Atualização de segurança do Chrome corrige vulnerabilidade crítica

Na última sexta-feira, o Google lançou atualizações de segurança para o navegador Chrome, visando uma vulnerabilidade de alta gravidade, identificada como CVE-2026-2441, com uma pontuação CVSS de 8.8. Essa falha, classificada como um erro ‘use-after-free’ em CSS, permite que um atacante remoto execute código arbitrário dentro de um sandbox através de uma página HTML manipulada. O pesquisador de segurança Shaheen Fazim descobriu e reportou a vulnerabilidade em 11 de fevereiro de 2026. Embora o Google não tenha revelado detalhes sobre como a falha está sendo explorada ou quem são os alvos, a empresa confirmou que um exploit para essa vulnerabilidade já está em uso ativo. Essa é a primeira falha zero-day explorada ativamente no Chrome que foi corrigida em 2026, destacando a atratividade das falhas em navegadores para agentes maliciosos, dada sua ampla instalação e superfície de ataque. Para proteção ideal, os usuários devem atualizar para as versões 145.0.7632.75/76 no Windows e macOS, e 144.0.7559.75 no Linux. Navegadores baseados em Chromium, como Microsoft Edge e Brave, também devem ser atualizados assim que as correções estiverem disponíveis.

CISA ordena proteção contra vulnerabilidade crítica do Microsoft ConfigMgr

A CISA (Agência de Segurança Cibernética e Infraestrutura dos EUA) emitiu uma ordem para que agências governamentais dos EUA protejam seus sistemas contra uma vulnerabilidade crítica no Microsoft Configuration Manager (ConfigMgr), identificada como CVE-2024-43468. Essa falha, que foi corrigida em outubro de 2024, permite que atacantes remotos não autenticados executem comandos arbitrários com altos privilégios no servidor e na base de dados do ConfigMgr. A vulnerabilidade foi relatada pela empresa de segurança Synacktiv, que também divulgou um código de exploração em novembro de 2024, indicando que a falha está sendo ativamente explorada. A CISA alertou que essas vulnerabilidades são vetores frequentes de ataque e representam riscos significativos para a segurança das agências federais. Embora a ordem se aplique apenas a agências federais, a CISA recomendou que todas as organizações, incluindo o setor privado, tomem medidas para proteger seus sistemas contra essa vulnerabilidade. As agências têm até 5 de março para aplicar os patches necessários, conforme a Diretiva Operacional Vinculativa (BOD) 22-01.

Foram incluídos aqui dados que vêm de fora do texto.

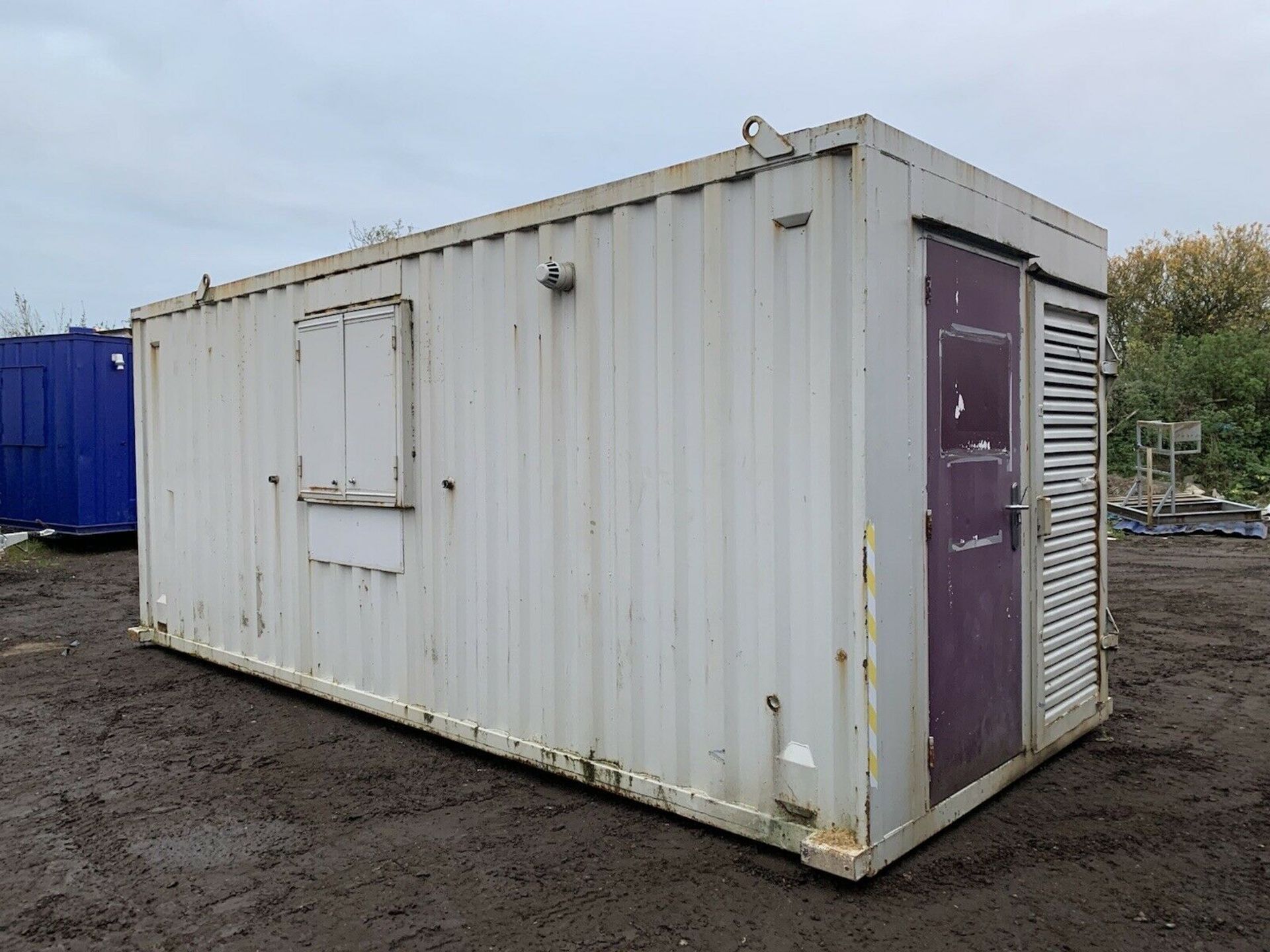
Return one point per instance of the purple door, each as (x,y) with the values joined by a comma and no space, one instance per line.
(974,561)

Falha crítica no Bloco de Notas do Windows permite controle total do PC

Uma vulnerabilidade grave, identificada como CVE-2026-20841, foi descoberta no Bloco de Notas do Windows, permitindo que cibercriminosos assumam o controle total de computadores afetados. A falha, que se relaciona à execução remota de código, foi encontrada durante uma atualização de segurança em fevereiro de 2026, após a Microsoft ter implementado suporte ao Markdown no aplicativo. A exploração da vulnerabilidade ocorre quando um usuário abre um arquivo Markdown comprometido, que contém um link malicioso. Ao clicar nesse link, os hackers conseguem executar comandos não verificados, obtendo acesso a dados pessoais sem que o sistema emita alertas de segurança. A versão clássica do Bloco de Notas não foi afetada, mas as versões mais recentes, que possuem mais funcionalidades, estão em risco. A Microsoft já lançou uma atualização urgente para corrigir a falha, recomendando que os usuários atualizem suas versões para a 11.2510 ou superiores e mantenham cautela ao interagir com mensagens suspeitas.

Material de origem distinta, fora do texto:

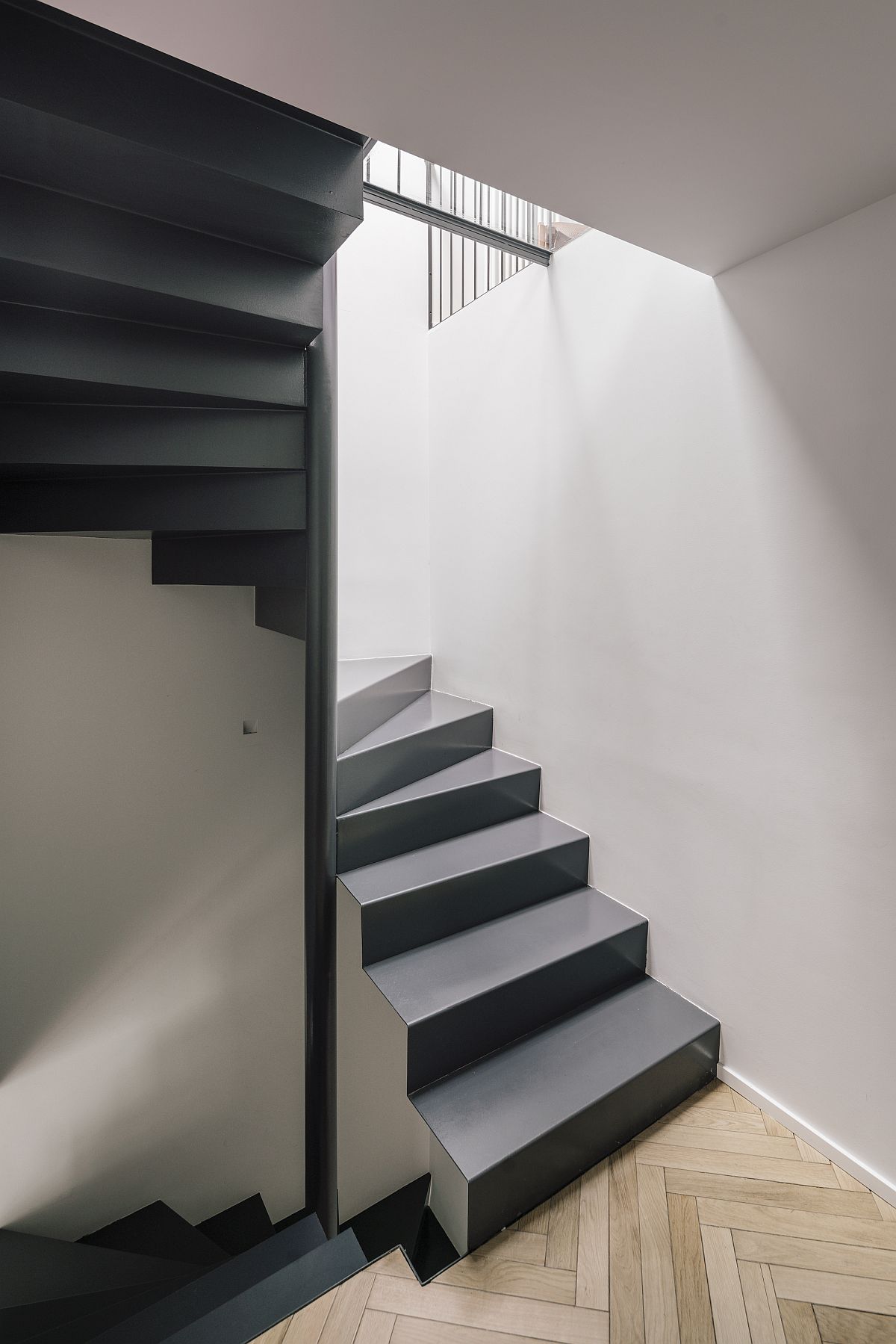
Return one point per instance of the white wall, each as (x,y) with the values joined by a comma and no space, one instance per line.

Falha em extensões do Claude expõe 10 mil usuários a execução remota de códigos

Uma falha crítica de segurança foi identificada nas extensões do Claude, ferramenta de inteligência artificial da Anthropic, afetando mais de 10 mil usuários. Pesquisadores da LayerX descobriram uma vulnerabilidade de clique zero que permite a execução remota de códigos maliciosos. O problema está relacionado à forma como as extensões interagem com o Google Agenda, onde um evento corrompido pode ser utilizado para executar comandos sem a necessidade de autorização do usuário. Essa falha ocorre devido ao acesso total que as extensões têm ao sistema do dispositivo, permitindo ações automáticas que podem ser exploradas por atacantes. A execução de um simples comando, como a verificação de eventos, pode desencadear uma cadeia de ações prejudiciais, comprometendo a segurança do sistema. Até o momento, a Anthropic não divulgou uma correção para a vulnerabilidade, que é considerada complexa e relacionada à infraestrutura da ferramenta. A situação exige atenção, pois a falta de um patch pode deixar os usuários vulneráveis a ataques.

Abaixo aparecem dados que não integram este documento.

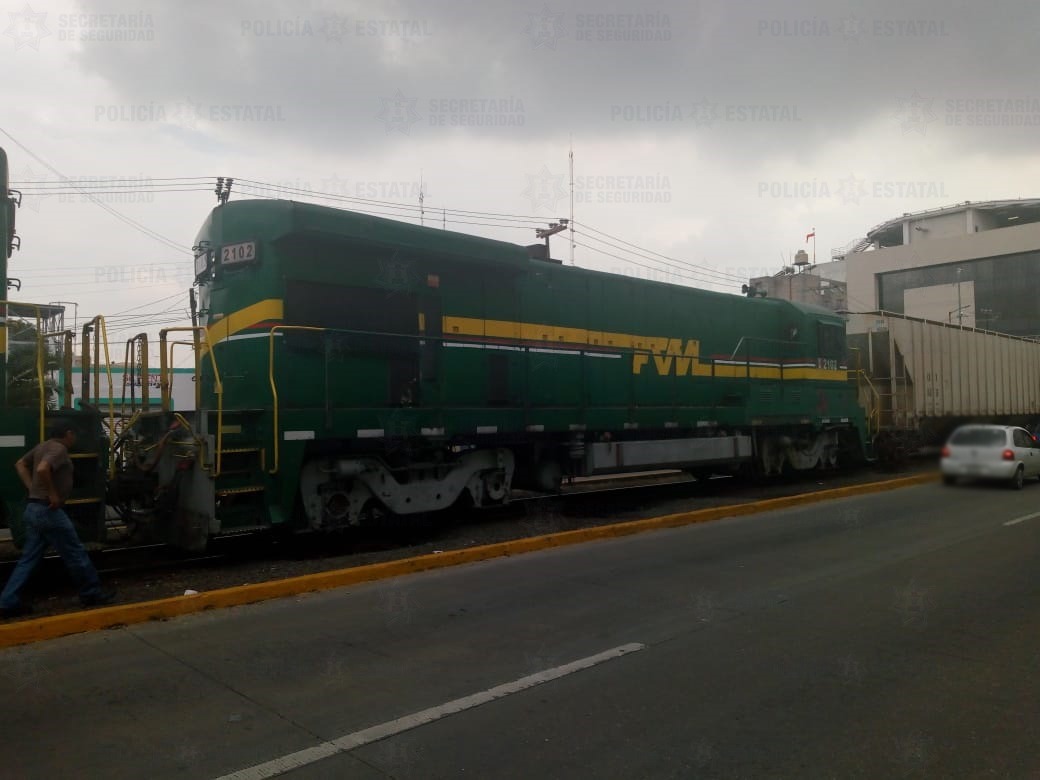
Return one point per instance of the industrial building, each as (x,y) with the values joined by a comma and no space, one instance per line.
(972,265)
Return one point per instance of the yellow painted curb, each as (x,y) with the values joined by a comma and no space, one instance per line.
(124,615)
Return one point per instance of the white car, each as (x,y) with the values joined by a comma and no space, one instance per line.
(1003,452)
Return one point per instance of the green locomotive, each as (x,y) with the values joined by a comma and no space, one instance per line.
(352,367)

Apple corrige falha crítica em atualizações de iOS e macOS

A Apple lançou atualizações para iOS, iPadOS, macOS Tahoe, tvOS, watchOS e visionOS para corrigir uma vulnerabilidade zero-day, identificada como CVE-2026-20700, que está sendo explorada em ataques cibernéticos sofisticados. Essa falha, relacionada à corrupção de memória no dyld, o editor de links dinâmicos da Apple, permite que atacantes executem código arbitrário em dispositivos vulneráveis. O Google Threat Analysis Group (TAG) descobriu e reportou a vulnerabilidade. A Apple também emitiu correções para outras falhas, como CVE-2025-14174 e CVE-2025-43529, que foram abordadas em dezembro de 2025. As atualizações estão disponíveis para uma variedade de dispositivos, incluindo iPhones a partir do modelo 11 e Macs rodando macOS Tahoe. A empresa já havia corrigido nove vulnerabilidades zero-day em 2025, e essa nova atualização marca a primeira falha zero-day ativamente explorada em 2026. É crucial que os usuários atualizem seus dispositivos para evitar possíveis explorações.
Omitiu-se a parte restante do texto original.